"How slowly our literature grows up!” Nathaniel Hawthorne groused in 1845, never imagining that soon a bloody conflagration would catapult the country’s literature out of a protracted adolescence. Gertrude Stein, writing almost a hundred years later, saw the Civil War as having pushed the fledgling nation smack into the 20th century, thereby making the United States the “oldest country in the world.”

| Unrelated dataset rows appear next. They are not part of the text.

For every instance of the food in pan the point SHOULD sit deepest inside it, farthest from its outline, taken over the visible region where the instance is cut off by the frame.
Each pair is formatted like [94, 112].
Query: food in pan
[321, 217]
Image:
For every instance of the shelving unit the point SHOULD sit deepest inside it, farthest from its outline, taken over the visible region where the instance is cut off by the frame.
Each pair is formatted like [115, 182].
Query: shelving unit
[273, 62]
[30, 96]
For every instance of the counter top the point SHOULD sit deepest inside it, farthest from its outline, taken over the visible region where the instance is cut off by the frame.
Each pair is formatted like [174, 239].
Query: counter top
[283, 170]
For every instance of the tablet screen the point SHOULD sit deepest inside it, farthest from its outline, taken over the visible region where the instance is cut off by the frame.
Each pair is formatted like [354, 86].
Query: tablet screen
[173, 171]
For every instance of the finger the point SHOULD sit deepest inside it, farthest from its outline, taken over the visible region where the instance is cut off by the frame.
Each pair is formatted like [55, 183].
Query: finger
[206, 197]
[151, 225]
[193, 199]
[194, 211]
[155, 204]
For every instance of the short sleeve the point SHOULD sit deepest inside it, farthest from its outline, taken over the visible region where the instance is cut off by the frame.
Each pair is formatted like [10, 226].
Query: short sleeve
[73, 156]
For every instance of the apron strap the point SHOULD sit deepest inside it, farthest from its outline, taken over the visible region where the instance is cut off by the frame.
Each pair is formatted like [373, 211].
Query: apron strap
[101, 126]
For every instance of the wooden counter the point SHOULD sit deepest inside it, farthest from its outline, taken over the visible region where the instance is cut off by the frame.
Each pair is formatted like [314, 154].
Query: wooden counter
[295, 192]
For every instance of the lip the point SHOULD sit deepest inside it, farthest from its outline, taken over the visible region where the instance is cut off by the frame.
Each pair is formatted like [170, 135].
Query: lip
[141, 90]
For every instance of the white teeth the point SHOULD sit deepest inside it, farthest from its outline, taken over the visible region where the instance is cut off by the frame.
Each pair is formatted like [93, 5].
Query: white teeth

Stein’s perspicacious hyperbole aside, the great writing that came out of the Civil War had its roots in the period just before it, a period of violence, dissent, discomfiture, and fear. As early as 1845, Frederick Douglass was proving Hawthorne right; Narrative of the Life of Frederick Douglass was a book very much about the difficulty—and necessity—of growing up in a country that kept an entire people ignorant, childlike, subjugated. Then the pacifist Quaker poet John Greenleaf Whittier, in one of his best and tightest lyrics, “Ichabod,” decried Massachusetts senator Daniel Webster’s treacherous support of the 1850 Fugitive Slave Law. It was as if an era of presumed integrity had ended, which perhaps it had; certainly, Harriet Beecher Stowe’s Uncle Tom’s Cabin (1852) was calling it into question. And her polemical bestseller appeared just as Herman Melville was cracking open the novel with a far-reaching, far-sighted story about whaling in which the main character drily asks, “Who ain’t a slave?”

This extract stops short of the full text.